3. Opens Up Your Vulnerable Side
No tears in the writer, no tears in the reader. No surprise in the writer, no surprise in the reader. Robert Frost
Famous poet Robert Frost (author of The Road Not Taken) is primarily talking about the art of storytelling in this remark, but his message also appropriately defines how sobbing can help you connect better with specific people.
That isn’t to say you should cry every day after work on the metro, but if the circumstances are appropriate, it shouldn’t hurt to cry in front of a friend. Most of the time, that person will appreciate the fact that you were so directly with them.
Peeling away the layers of someone to get to their core is one of the most challenging components of forming a friendship. Crying is frequently (and incorrectly) interpreted as a sign of weakness, but making oneself vulnerable demonstrates your strength.
It’s critical to get past your pride, as we’ve discussed before in relation to happiness. Keep that in mind if other people are sobbing in front of you or if you’re embarrassed because you’re crying in front of someone else. Don’t beat yourself up about it; just let the tears fall.
4. Tears Help The Grieving Process
Don’t be ashamed to weep; ’tis right to grieve. Tears are only water, and flowers, trees, and fruit cannot grow without water. But there must be sunlight also. A wounded heart will heal in time, and when it does, the memory and love of our lost ones are sealed inside to comfort us. Brian Jacques, Taggerung
As crucial as being motivated while you’re unhappy is, the death of a loved one or a big loss of any type typically necessitates what’s known as a “wallowing period.”
Everyone requires time to absorb their emotions, perhaps with the aid of a large container of ice cream and a favorite film. A nice, long weep is usually part of grieving a loss.
Crying is probably a significant component of each of the five phases of mourning suggested by psychiatrist Elisabeth Kübler-Ross in her 1969 book On Death and Dying (denial, anger, bargaining, depression, and acceptance). During the rehabilitation process, each stage may result in tears.

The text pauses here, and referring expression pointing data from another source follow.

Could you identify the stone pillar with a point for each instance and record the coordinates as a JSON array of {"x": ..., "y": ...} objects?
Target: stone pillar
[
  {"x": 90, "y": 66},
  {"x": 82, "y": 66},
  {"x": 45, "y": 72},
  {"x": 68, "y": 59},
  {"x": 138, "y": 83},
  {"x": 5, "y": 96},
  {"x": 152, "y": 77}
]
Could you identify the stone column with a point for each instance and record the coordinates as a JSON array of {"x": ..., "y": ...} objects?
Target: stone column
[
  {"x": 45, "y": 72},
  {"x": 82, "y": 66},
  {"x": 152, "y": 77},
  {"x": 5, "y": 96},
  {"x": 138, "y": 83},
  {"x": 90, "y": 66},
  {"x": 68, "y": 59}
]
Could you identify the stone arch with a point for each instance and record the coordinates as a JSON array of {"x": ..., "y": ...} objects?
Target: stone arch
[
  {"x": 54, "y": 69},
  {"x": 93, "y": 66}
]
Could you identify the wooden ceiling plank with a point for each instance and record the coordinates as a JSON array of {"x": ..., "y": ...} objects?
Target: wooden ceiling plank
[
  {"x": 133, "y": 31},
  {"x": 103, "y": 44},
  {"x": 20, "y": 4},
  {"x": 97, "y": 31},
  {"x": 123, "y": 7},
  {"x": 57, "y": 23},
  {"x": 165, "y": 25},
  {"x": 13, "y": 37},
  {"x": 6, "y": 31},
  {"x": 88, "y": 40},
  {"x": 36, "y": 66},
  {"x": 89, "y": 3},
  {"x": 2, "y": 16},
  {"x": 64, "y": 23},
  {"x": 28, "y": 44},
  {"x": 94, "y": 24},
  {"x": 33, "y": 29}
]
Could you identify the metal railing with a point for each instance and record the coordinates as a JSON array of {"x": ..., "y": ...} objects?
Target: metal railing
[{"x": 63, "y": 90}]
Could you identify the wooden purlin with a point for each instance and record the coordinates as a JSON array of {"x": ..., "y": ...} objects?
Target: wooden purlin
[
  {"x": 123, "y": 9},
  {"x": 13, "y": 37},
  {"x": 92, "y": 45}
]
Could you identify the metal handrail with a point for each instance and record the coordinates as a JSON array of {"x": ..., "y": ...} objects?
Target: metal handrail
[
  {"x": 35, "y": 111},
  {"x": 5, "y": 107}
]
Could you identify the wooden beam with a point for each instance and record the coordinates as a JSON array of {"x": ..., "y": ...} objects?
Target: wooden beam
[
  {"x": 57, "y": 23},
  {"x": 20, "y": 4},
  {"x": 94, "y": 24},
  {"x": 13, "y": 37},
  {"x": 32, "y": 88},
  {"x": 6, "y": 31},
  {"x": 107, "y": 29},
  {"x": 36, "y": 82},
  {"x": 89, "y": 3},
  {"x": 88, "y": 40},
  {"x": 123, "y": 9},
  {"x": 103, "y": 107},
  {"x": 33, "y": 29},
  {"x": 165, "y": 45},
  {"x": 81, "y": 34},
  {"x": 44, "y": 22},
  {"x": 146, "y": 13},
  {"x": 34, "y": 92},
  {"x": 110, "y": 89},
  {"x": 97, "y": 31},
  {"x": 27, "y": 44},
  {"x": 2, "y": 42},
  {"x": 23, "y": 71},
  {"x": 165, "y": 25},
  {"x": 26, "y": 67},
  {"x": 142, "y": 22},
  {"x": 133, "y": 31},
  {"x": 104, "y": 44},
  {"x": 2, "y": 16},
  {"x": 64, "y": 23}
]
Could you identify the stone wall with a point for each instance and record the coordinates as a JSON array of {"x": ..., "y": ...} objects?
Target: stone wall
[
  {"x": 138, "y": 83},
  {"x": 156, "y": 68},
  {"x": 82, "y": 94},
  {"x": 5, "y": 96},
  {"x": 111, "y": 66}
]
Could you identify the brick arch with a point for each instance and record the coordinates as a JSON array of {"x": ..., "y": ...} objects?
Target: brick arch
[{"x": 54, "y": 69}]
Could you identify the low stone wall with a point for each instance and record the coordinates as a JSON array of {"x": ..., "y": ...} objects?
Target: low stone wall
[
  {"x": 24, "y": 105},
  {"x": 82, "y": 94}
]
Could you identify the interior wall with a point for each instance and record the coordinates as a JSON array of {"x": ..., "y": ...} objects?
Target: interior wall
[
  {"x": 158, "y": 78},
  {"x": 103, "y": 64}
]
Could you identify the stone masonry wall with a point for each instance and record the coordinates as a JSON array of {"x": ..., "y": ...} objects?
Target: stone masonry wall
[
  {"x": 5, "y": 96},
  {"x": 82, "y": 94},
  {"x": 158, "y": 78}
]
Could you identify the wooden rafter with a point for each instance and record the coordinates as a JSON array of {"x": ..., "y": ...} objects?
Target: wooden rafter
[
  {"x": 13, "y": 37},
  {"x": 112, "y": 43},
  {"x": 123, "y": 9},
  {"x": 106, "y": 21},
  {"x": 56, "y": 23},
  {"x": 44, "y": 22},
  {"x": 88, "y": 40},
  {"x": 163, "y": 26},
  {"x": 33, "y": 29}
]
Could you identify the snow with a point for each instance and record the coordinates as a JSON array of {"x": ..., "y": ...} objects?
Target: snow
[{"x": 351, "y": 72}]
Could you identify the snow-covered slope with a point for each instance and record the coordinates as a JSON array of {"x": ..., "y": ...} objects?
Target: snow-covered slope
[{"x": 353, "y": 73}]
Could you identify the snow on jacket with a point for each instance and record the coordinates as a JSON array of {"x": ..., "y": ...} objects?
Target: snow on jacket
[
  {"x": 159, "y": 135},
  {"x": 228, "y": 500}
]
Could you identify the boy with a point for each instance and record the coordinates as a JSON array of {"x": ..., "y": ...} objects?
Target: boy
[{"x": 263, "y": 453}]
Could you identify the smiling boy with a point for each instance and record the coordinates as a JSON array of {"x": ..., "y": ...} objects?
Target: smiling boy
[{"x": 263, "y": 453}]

5. It’s Is A Crucial Step To Start Moving Forward
Those who do not weep, do not see. Victor Hugo, Les Misérables
This quote is both metaphorically and literally correct.
Tears are responsible for our ability to see on a scientific level. That is exactly why they are there. Tears lubricate our eyeballs and eyelids while also helping to keep our mucous membranes hydrated.
Dr. Jerry Bergman demonstrates in his excellent article “The Miracle of Tears” that seeing would be extremely difficult in the short term and impossible in the long run without tears.
Tears also allow us to look into the future, allowing us to see beyond what we’re crying about.
We can go on to feel delighted about the present and future by letting go of the pain we’ve suffered due to things in our past. It’s critical to let go of your emotions rather than bury them. This allows you to keep moving forward and achieve the success you’ve always desired.
Crying is commonly associated with anything negative, yet by releasing your emotions, you are allowing yourself to be open to something positive in the future. When you feel the tears starting to flow, remember these advantages of crying.